Her explanation on the assumption of the West Indians was in response to a question from the evening’s moderator Dr Tara Inniss who asked why did they not simply get themselves regularised.
“They assumed, and rightly as it is being shown, that they were here [in the UK] perfectly legitimately,” said Professor Chamberlain of the British betrayal.
But the British legislation stated differently, and this reality hit the Jamaicans, the largest group, and Barbadians and Trinidadians, in ways that abruptly halted the life they had come to know, or into which they were born.
Chamberlain explained that these emigrants who had laboured and paid taxes from the time Britain, in its state of devastation after the war needed them, suddenly found their legitimacy being questioned and challenged.
“It was queried not by the Home Office; this is what is really insidious about it,” she said, adding, “That kind of policing was devolved to frontline agencies, the National Health Service, the schools, employers, landlords to prove that whoever they were offering a service or employment to, were here legitimately”.
Those who did not legitimize themselves suddenly found they were no longer entitled to work, enjoy health care, and schooling for their offspring. Additionally, most were of pensionable age and that benefit was being cut off.
The rejection and accompanying despair over the years hit Caribbean communities by attrition, then came deportations, at which stage, the then Barbados High Commissioner to the UK Guy Hewitt mobilized the diplomatic community into a protest force that resulted in a British government apology and promise to make right the abuses towards those who were betrayed.

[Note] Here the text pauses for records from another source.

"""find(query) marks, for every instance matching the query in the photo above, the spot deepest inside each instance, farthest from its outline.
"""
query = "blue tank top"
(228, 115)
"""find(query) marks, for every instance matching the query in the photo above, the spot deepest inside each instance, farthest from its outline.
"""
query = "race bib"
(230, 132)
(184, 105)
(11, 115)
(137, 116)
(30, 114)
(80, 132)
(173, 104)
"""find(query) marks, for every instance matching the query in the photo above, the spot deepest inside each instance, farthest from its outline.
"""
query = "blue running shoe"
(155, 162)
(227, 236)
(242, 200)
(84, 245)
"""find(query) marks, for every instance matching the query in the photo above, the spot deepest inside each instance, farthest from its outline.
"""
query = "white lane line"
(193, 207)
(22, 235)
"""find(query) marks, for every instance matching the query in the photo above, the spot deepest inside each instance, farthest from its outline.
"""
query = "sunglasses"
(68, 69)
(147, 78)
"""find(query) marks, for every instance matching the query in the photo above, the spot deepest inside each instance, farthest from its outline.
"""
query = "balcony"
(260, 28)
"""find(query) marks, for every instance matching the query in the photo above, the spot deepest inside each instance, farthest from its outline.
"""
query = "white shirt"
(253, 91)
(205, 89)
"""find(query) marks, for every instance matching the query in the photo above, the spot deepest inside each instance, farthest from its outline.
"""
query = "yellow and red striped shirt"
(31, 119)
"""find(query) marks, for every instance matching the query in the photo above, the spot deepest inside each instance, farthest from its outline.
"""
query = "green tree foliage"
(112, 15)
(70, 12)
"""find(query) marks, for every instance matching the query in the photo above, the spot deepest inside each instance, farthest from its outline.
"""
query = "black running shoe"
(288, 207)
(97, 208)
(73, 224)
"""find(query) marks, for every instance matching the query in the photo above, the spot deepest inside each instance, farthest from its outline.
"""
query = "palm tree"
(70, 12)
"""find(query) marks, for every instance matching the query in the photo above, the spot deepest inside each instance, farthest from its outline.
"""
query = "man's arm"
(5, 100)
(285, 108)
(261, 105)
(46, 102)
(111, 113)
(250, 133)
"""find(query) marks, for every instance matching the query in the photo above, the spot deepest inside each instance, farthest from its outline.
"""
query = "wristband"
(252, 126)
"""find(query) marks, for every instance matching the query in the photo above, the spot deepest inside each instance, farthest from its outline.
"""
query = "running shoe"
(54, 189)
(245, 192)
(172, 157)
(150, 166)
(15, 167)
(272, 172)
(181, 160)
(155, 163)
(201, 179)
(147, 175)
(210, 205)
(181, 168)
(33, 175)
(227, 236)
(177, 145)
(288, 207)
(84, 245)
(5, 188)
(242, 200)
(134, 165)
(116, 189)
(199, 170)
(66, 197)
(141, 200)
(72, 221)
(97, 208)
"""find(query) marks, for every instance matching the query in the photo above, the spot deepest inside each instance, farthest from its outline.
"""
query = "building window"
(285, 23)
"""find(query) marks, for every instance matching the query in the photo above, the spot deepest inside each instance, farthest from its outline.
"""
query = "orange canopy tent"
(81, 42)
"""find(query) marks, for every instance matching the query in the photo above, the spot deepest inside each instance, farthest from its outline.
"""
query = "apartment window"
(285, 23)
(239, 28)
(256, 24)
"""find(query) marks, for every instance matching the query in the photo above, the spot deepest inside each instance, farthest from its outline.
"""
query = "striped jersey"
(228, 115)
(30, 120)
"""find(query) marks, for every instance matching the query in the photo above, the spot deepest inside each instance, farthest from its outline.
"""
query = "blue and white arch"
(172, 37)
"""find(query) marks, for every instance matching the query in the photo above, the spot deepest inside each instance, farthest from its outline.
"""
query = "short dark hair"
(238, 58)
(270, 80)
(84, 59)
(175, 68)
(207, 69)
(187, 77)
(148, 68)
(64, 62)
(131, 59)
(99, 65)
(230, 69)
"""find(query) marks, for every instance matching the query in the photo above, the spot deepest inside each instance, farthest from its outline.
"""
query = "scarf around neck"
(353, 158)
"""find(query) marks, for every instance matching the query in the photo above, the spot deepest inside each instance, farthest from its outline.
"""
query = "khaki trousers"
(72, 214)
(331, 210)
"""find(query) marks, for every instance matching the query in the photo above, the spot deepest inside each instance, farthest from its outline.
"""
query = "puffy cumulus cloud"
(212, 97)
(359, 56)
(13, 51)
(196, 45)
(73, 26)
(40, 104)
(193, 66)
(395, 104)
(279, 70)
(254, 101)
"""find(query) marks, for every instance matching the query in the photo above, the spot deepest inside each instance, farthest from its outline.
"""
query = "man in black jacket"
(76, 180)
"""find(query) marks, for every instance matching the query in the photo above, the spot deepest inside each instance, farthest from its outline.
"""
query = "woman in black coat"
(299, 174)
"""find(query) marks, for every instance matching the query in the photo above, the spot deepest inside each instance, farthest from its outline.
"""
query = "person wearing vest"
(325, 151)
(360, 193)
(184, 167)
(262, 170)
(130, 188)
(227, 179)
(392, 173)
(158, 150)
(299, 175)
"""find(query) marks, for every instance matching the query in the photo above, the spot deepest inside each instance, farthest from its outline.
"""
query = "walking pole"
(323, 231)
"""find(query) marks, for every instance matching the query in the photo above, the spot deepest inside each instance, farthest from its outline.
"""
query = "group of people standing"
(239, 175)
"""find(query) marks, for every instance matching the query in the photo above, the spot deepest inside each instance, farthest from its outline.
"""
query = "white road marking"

This government’s admission of fault, with a prime minister’s public apology, did not come about before multiple reports emerged of Jamaicans being deported and other compatriots being barred from re-entering England.
A likely reason for there being few or no stories of Barbadian Windrushers being deported was perhaps owed to the vigilance of another of this island’s diplomats, then High Commissioner and late Algernon Symmonds along with First Secretary John Hunte.
Within the audience for the lecture was a descendant of a Windrusher Coreen Chandler stepped forward to credit Hunte and the late diplomat with steadfast work alerting Barbadians to the need and urgency of getting themselves documented in 1981.
“He literally begged us. He explained that if we did not register as British, any children born will not be British,” she said.
“Many of us that evening said things like ‘Oh, I don’t really want to belong to them because they don’t treat us very well,’” Chandler related on the proceeds of a meeting with the Barbadian community in Reading. “But then others of us could see that we were going to be in trouble if we didn’t do it.”
Convincing the Bajans to get their documentation in order was the first and vital step of a two-step process, the other being to register.
Chandler spoke of the work of a district priest who couldn’t drive. “I think he had a heart condition. He would ride around on his bicycle and say ‘please, please tell your relatives, anybody you know, please tell them to register’. Then he actually arranged [it]. There was a magistrate in the district who would sign you up for free, and she would open up to 8, 9 and 10 o’clock at night so that we could avail ourselves of her service.”
Stressing the importance of the work done by the two diplomatic representatives, the pastor and the magistrate, Chandler who was a married adult at the time said, “I highlight the [High Commission] at that time for making an effort… I don’t recall the British Government disseminating information. So clearly, if other people’s embassies were not as vibrant as ours, those nationals missed out.”